Challenge 1: Downloading and aggregating the data

 It is easy to download the data directly from the NEON site (see figure 1); however upon opening the downloaded folder you are faced with a multitude of zip files. In fact there is a zip file for each site/year combo (that can be upwards of 200 zip files!).  Within each zip file there is a minimum of (1) a csv file with the data for that site and year, (2) a csv file providing information of the variables in the data csv, and (3) a text file that provides details of the data and data collection methods. To get a complete dataset, the lines of data from each data containing csv file must be aggregated together—a task (like so many others in current biological research and data management) that would be tedious if done manually. (Plus what if you make a mistake and have to start all over again or accidentally skip a csv file!) 

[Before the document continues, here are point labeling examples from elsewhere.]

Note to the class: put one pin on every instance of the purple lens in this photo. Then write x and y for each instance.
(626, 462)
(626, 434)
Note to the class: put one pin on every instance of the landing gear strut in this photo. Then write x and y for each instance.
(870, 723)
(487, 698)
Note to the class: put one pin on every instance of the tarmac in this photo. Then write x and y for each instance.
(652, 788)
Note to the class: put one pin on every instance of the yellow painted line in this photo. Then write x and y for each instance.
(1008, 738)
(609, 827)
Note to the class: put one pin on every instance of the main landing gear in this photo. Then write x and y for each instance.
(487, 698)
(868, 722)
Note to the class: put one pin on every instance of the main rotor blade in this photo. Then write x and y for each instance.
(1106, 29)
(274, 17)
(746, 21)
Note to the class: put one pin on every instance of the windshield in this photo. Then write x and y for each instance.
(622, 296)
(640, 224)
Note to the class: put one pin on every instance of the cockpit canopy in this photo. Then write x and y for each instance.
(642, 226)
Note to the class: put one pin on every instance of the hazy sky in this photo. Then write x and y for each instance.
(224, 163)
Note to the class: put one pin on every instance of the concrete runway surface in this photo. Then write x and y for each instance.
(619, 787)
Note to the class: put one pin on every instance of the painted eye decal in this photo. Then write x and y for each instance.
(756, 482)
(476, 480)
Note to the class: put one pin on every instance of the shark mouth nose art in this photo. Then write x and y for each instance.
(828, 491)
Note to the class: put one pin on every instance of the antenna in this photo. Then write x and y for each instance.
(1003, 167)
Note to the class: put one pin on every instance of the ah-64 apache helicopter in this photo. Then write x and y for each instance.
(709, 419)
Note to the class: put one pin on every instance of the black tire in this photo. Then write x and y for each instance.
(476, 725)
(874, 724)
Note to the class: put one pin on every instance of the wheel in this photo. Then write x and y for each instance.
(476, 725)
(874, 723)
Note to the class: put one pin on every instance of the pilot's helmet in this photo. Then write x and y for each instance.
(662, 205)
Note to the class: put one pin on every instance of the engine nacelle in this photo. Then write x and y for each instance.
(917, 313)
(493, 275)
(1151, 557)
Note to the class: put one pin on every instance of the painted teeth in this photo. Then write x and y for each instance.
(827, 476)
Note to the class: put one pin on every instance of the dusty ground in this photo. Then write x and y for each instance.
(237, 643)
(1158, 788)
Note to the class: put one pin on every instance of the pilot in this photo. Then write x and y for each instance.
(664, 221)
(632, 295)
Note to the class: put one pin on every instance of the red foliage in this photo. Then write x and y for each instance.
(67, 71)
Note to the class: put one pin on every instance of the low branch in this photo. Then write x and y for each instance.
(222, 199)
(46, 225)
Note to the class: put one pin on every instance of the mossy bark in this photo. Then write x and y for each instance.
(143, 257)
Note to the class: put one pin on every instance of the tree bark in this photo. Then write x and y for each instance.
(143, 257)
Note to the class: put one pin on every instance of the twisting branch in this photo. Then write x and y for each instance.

Figure 1. NEON data portal and download.

Figure 1. NEON data portal and download.

Luckily, as part of the NEON project, NEON researchers create tutorials on how to use and analyze the data. Tutorials can be found here. Among these tutorials are ones that demonstrate how to download and aggregate the data using either R or Python languages. In fact NEON researchers developed a NEON specific library for R and NEON specific module for Python. This makes the data easily accessible for students and researchers who are experienced in R or Python. Additionally, another benefit of these tutorials is that although they are intended to be used with NEON data, the concepts they teach can be used to solve other programing and data analysis tasks. 

Because I wanted to practice my Python skills, for my mini-project I wrote a custom python script to aggregate the data after I downloaded the data from the NEON site. The script unzips each folder, pulls the lines of data from the data csv file, and aggregates them into a single variable that is then written to a csv file (see figure 2). 

Figure 2. Schematic diagram depicting the workflow to aggregate downloaded NEON data.

Figure 2. Schematic diagram depicting the workflow to aggregate downloaded NEON data.

Challenge 2: Managing large-scale datasets

Once aggregated across sties and years, the completed dataset will have upwards of 5,000+ lines of data. Once again, this amount of data is not easily manageable without reproducible workflows documented and performed in R or Python for example. 

 For my mini-project, I performed my data analysis in R (the repo for this analysis can be found here). I relied on the R library dplyr, which is a SQL-like toolkit. With the functions in dplyr I was able to filter and summarize data easily in order to answer my questions. See figure 3 for some ideas on the types of questions you may want to ask yourself when filtering and summarizing data. 

 I also created a SQLite database, allowing me to query the data using SQL (the repo for this can be found here).

Figure 3. Example data frame of NEON data providing suggests for questions you might ask yourself when it comes to filtering and summarizing the data.

Figure 3. Example data frame of NEON data providing suggests for questions you might ask yourself when it comes to filtering and summarizing the data.

Final Thoughts

 The NEON project is awesome! It provides real ecological data that students and researches can use to generate and answer ecological questions. However, it also highlights the need to incorporate data science skills that allow for reproducible research (computer coding literacy, data formatting, cleaning, filtering, and analysis) into biology course curriculum. Without these skills the data and insights from the data are not accessible.